エリ・ヴィーゼル

『夢の中 悪夢の中』の白泉社文庫化を機会に、三原順メモノート第6集に「『夢の中 悪夢の中』とエリ・ヴィーゼル」という項目を追加しました。

エリ・ヴィーゼルの『夜』『夜明け』『昼』の3部作を読んだわけですが、詳細はメモノートにて、ここではメモノートに書かなかった感想を。
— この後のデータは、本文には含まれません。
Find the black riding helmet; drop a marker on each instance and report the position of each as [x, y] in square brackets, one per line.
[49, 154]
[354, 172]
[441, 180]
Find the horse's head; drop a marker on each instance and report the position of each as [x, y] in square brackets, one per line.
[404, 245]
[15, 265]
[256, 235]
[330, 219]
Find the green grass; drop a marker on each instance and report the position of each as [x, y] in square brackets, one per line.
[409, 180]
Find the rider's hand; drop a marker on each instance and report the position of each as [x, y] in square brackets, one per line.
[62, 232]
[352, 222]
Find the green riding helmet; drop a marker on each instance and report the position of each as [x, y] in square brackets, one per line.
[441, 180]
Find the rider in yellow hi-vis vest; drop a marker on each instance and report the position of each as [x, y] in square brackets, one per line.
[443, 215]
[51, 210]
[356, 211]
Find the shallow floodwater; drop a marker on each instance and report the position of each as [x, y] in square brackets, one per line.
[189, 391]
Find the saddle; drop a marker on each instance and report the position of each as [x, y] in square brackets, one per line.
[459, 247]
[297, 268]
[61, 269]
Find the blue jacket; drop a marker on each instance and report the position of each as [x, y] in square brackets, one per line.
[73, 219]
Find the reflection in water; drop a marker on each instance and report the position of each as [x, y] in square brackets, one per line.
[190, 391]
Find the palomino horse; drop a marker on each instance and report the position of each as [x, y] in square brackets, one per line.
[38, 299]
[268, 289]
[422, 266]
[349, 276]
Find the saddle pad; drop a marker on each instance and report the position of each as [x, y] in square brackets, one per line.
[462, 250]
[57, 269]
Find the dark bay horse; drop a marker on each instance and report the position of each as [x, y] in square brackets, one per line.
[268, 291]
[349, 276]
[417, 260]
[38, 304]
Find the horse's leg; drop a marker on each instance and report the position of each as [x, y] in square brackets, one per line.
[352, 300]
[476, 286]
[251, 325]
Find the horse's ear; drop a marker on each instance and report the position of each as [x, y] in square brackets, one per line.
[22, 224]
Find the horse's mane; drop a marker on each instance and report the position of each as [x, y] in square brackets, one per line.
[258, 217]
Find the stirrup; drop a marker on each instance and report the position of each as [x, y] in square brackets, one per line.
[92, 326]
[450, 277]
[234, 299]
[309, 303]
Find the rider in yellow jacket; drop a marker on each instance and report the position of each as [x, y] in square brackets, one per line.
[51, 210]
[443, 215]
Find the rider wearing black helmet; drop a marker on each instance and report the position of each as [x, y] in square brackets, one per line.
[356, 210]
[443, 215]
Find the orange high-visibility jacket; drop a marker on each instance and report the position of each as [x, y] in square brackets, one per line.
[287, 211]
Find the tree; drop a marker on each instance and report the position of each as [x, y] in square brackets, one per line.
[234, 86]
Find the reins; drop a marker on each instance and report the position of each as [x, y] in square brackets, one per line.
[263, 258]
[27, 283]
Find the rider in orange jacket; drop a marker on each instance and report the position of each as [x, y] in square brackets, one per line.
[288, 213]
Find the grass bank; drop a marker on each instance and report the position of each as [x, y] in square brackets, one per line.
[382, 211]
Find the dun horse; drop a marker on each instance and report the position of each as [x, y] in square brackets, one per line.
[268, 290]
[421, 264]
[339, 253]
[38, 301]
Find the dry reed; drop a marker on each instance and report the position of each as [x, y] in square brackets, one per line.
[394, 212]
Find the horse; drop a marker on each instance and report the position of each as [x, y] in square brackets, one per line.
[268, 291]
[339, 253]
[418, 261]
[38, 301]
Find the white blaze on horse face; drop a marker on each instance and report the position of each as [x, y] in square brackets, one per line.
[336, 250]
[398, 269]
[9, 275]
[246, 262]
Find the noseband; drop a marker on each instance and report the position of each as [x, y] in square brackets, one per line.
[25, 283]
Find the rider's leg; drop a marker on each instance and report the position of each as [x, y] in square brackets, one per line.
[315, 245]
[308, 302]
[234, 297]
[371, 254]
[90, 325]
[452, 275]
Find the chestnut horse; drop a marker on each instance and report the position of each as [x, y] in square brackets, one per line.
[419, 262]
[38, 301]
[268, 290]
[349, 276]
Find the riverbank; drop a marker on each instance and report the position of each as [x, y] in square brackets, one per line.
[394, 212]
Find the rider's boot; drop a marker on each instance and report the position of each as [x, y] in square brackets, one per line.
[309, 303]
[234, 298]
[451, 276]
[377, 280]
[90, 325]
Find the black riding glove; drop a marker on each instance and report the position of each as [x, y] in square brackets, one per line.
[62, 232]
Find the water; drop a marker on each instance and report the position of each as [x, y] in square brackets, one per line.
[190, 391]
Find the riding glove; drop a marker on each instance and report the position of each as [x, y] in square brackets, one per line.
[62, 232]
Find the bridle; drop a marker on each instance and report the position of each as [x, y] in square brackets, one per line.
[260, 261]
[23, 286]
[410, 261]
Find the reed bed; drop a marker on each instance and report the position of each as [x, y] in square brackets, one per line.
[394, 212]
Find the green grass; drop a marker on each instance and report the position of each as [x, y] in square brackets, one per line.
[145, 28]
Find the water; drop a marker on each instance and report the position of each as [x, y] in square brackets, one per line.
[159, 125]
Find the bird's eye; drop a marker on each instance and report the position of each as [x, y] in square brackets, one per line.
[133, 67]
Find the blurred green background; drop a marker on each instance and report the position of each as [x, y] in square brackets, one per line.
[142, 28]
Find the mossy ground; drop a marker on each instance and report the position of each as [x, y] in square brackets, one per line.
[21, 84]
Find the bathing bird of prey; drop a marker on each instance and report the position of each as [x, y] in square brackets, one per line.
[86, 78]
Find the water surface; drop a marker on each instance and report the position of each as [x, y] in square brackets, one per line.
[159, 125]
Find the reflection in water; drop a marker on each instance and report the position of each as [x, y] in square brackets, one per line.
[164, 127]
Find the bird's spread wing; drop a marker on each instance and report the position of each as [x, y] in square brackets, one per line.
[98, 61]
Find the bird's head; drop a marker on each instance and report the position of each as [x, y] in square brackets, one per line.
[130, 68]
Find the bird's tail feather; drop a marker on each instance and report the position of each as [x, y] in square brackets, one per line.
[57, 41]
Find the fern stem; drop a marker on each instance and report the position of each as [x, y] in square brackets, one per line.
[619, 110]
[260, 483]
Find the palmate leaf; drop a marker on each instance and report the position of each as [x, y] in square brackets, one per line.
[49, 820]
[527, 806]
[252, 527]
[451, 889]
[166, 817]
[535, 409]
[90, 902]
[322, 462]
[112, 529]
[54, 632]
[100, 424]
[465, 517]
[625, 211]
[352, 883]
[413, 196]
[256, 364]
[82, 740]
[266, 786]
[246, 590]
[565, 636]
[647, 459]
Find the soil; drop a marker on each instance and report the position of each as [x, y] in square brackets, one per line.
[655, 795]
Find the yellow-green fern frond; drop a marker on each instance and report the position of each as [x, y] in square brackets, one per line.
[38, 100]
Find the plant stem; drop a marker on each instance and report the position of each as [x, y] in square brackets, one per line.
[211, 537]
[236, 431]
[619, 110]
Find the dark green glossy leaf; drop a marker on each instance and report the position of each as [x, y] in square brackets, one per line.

エリ・ヴィーゼルの『昼』の中で、主人公は即死に近い交通事故にあい、難しい手術の後、奇跡的に一命を取り留めます。手術後回復してきた主人公に、執刀した医師が問い詰めます。
手術では、患者と医師が力を合わせて死に打ち勝つものだ、
しかし、あなたの身体は私に一向に協力しなかった、
だから私は孤独に戦わなければならなかった、なぜなのですか、と。
これはこの物語の非常に重要なシーンで、大きな意味があるのですが、立野はちょっと違うことを思い出してしまっていました。

それは、1999年のJCO臨界事故。
推定18Svの被ばくをした方は、治療むなしく亡くなられてしまわれた訳ですが、そのとき自分が改めて感じていたのは、医療というのは結局は生命自体が生きようとする力を助けることしかできないのだな、ということ。縫い合わせておけば後はくっついたり、薬で菌を弱めれば後は戦ってくれたり。このときの治療のニュースは、全く治ろうとしない肉体と向き合う悲惨な戦いのようなものをを伝えていましたから。
エリ・ヴィーゼルの物語とは何ら関係ない、単なる立野の連想です。

あ、また一つ思い出しました、三原順『Sons』で、DDがかぶれた手が治るのに感嘆するシーン。
「オレずっと…自分の手なんて大して好きでもなかった。特別器用でもないし力だって知れたものだし…。かぶれた時も腹を立てるばかりで治す努力も殆どしてやらなかった!“早く治れ”と思ってさえやらなかった!それでも、こいつらひとりで立ち直ってみせてるんだ。可愛くもなるさ!」「オレの心がどうだろうと、オレの躰は少しでもオレが生き易い状態にいようと…。それがオレの望むレベルには達しないとしても…それでも…オレの味方であろうとしているんだ…って…。そういう感じなのさ…今は」

そう、今でも例えば自分が二日酔いから回復している時でも(笑)、自分の身体は少しでも自分が生き易い状態になるよう頑張ってくれている…と思うことがあるのだけど、そのルーツって、『Sons』のこのシーンなんですよね。
救いのない話ばかりだったけれど、このシーンを思い出したら、少し気分がよくなった。ありがとう、DD。ありがとう、三原順さん。